When Genius Failed

Email this post Print this post
By Barry Ritholtz - November 5th, 2008, 2:04PM

A financial firm borrows billions of dollars to make big bets on esoteric securities. Markets turn and the bets go sour. Overnight, the firm loses most of its money, and Wall Street suddenly shuns it. Fearing that its collapse could set off a full-scale market meltdown, the government intervenes and encourages private interests to bail it out.

The firm isn’t Bear Stearns — it was Long-Term Capital Management, the hedge fund based in Greenwich, Conn., and the rescue occurred 10 years ago.
-ROGER LOWENSTEIN, NYT

>

If you haven’t read When Genius Failed, you are missing out on the best narrative about the credit crisis — not the 1998 version, but the current situation.

The parallels are astounding. I reread the book this past summer, and found it amazingly similar: Over-leveraged firm, which ultimately has too little capital, buys lots of thinly traded, hard to analyze, difficult to value paper.

When the market for some of this paper seizes up, the firm goes bust.The book deservedly was named one of the “Best Business Books of 2000.”

Lowenstein wrote an extensive essay on the 10th year anniversary of the collapse of LTCM.  You should definitely read the book, but if you don’t get to it, you should read the essay:

>

In the wake of Long-Term Capital’s failure, Wall Street professed to have learned that even models designed by “geniuses” were subject to error and to the uncertainties that inevitably afflict human forecasts. It also professed a newfound respect for the perils of borrowing. Whether this wisdom endured may be judged by events of the past year, when not only Bear Stearns but also scores of banks and financial institutions have written off hundreds of billions of dollars — a result of blithe faith in models of the housing industry, not to mention a voracious hunger to do business on credit.

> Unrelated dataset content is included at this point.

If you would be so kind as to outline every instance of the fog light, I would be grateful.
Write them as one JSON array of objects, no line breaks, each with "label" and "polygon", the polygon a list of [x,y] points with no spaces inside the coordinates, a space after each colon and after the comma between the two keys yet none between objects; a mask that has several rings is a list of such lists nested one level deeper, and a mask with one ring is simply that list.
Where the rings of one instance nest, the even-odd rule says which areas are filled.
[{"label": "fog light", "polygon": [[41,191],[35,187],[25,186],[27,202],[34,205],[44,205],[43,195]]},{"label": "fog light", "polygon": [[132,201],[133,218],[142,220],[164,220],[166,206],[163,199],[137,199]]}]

Regulators, too, have seemed to replay the past without gaining from the experience. What of the warning that obscure derivatives needed to be better regulated and understood? What of the evident risk that intervention from Washington would foster yet more speculative behavior — and possibly lead to a string of bailouts?>

>

Source:
Long-Term Capital: It’s a Short-Term Memory
ROGER LOWENSTEIN
NYT, September 6, 2008
http://www.nytimes.com/2008/09/07/business/07ltcm.html

3 Responses to “When Genius Failed”

  1. Mike in Nola Says:

    Barry,

    Do you believe, like many others I’ve read the past few months, that the Fed should not have rescued LTCM and created the moral hazard we are dealing with today?

  2. winstongator Says:

    What struck me was how relevant the book reads today (I finished it 3 days ago). Also, there was a section in the epilogue decrying Greenspan’s adherence to avoiding regulation of derivatives. I also blushed reading that LTCM’s volatility models didn’t include 1987! Do today’s bond models only go back to 2000?

  3. dunnage Says:

    Once again the Ivy League, U. of Chicago, MIT, Supple-Side, Philips Curve we know a genius when we see one crap. There was no genius is this formula. The Markets ain’t math. The Playing Field ain’t level. And if you do the same thing over and over you…. and that’s why we enjoy sex. But don’t speculate, sorry, invest on that basis.

    Dumb Asses: And where does the story end — NY Fed again. Sound familiar. No Genius this time either. But there’s the NY Fed and Investment Houses and this time Geitner and Paulson and JPMChase. And Jamie is a hero, well he talks nice and reporters like him — Geitner new Sec.– Gunga Din.

    The only genius I’ve seen on Wall Street was Paulsen’s way of getting a Trillion $. Give it to me.